2010年11月15日 21時24分22秒 | Macのコトいろいろ


仕事で Mac OS X を使っていて、特に困ることというのは、随分少なくなってきた印象です。
自分が現状に慣れて、「とりあえず何とかしてしまっている」だけなのかもしれませんが。
それでも、やはり Windows との間で何かのやり取りをする時には、いくつか問題があったりします。
昔と比べれば、遥かにマシなレベルなんですけどね。

さて、今回は久しぶりにちょっとした TIPS 記事です。

ブロードバンドなこのご時世においては、メールに添付するファイルも、大抵の場合大容量に対応されるようになってきたし、無料のファイル転送サービスなんかも充実してきました。
昔と違って、Excel ファイルを生のまま10個とか送りつけられても、何も考えずにダウンロードしちゃえば問題ないところ。
それでも、ファイルの圧縮、解凍は、使われる頻度がまだまだ多いと思います。
データ容量を小さくするだけでなく、複数のファイルをまとめて送りたいときなどに有用だからです。

圧縮形式には、多様なタイプがあります。
どれが高性能かというのは、圧縮した後のサイズを比べてみれば分かります。
しかし、そもそも送り先が解凍するためのソフトを持ってくれていないと、使用に堪えません。
Mac ユーザーにはお馴染みの StuffIt も、相手が Windows となると、嫌がらせ以外の何物でもありません。。。
ということがあって、Windows も Mac OS X も標準で対応している ZIP 圧縮が現状のスタンダードと言ってしまって良いだろうと思います。

しかし、ZIP と言えども、なかなかのクセモノでして。
同じ OS 間では全く問題ありませんが、異なる OS 間ではちょっとした問題が発生します。

●Windows で(OS 標準機能を使って)ZIP 圧縮したものを、Mac OS X で(OS 標準機能を使って)開く場合。
1. 圧縮前のファイル名、フォルダ名を日本語にしてあると、Mac OS X で開いた時に文字化けする。
2. Windows XP で作れるパスワード付き ZIP は、Mac OS X で開く時にはコマンドラインを使わないといけない。

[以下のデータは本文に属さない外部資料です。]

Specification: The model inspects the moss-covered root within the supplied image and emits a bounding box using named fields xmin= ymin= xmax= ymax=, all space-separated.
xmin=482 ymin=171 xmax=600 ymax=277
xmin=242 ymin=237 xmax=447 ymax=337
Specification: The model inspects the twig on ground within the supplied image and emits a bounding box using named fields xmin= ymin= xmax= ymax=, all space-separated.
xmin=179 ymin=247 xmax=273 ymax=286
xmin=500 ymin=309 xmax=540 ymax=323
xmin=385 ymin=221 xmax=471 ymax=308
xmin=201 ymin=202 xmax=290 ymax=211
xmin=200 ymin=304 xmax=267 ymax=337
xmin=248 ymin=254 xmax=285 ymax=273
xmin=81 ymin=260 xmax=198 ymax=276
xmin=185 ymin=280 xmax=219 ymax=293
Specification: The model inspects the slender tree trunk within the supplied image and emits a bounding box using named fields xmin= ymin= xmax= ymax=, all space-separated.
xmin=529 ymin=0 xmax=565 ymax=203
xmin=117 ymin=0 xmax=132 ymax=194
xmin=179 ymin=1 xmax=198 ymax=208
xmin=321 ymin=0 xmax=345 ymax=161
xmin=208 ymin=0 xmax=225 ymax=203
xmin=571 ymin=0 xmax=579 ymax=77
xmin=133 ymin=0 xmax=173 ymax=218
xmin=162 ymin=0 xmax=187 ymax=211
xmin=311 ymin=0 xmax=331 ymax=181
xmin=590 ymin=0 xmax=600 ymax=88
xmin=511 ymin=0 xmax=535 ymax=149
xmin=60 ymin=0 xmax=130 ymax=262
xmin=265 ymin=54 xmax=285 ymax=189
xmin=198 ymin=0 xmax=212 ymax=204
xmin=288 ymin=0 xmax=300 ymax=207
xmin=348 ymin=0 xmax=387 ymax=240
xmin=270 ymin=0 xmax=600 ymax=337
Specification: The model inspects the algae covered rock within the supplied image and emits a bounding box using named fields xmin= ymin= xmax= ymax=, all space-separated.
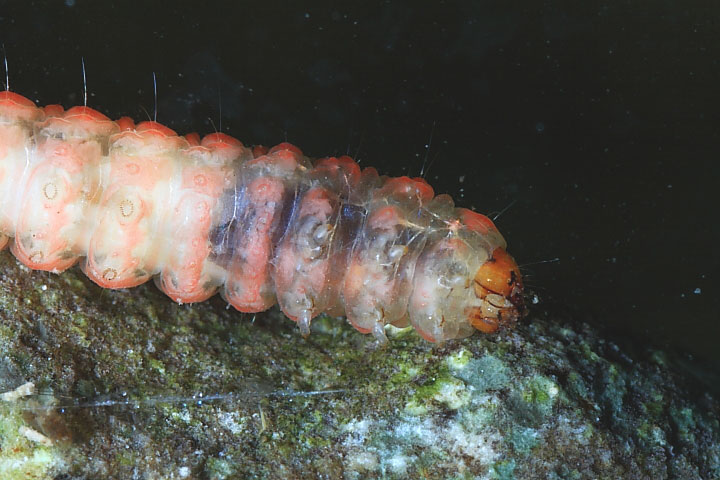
xmin=0 ymin=254 xmax=720 ymax=479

●Mac OS X で(OS 標準機能を使って)ZIP 圧縮したものを、Windows で(OS 標準機能を使って)開く場合。
1. 圧縮前のファイル名、フォルダ名を日本語にしてあると、Windows で開いた時に文字化けする。
2. リソースフォークなど、Mac OS X 特有の不可視ファイルが Windows 側に半透明アイコンとして出現してしまう。

主に、以上のような問題です。
相手と頻繁にやり取りするような場合には、両者ともファイル名(フォルダ名)を半角英数字に統一し、Windows 側は半透明アイコンを捨てる、という運用方法で問題ありません。
しかし、そういう事前の打合せが出来ないとか、相手が初心者だとか、色々な理由で問題が起こることもあるでしょう。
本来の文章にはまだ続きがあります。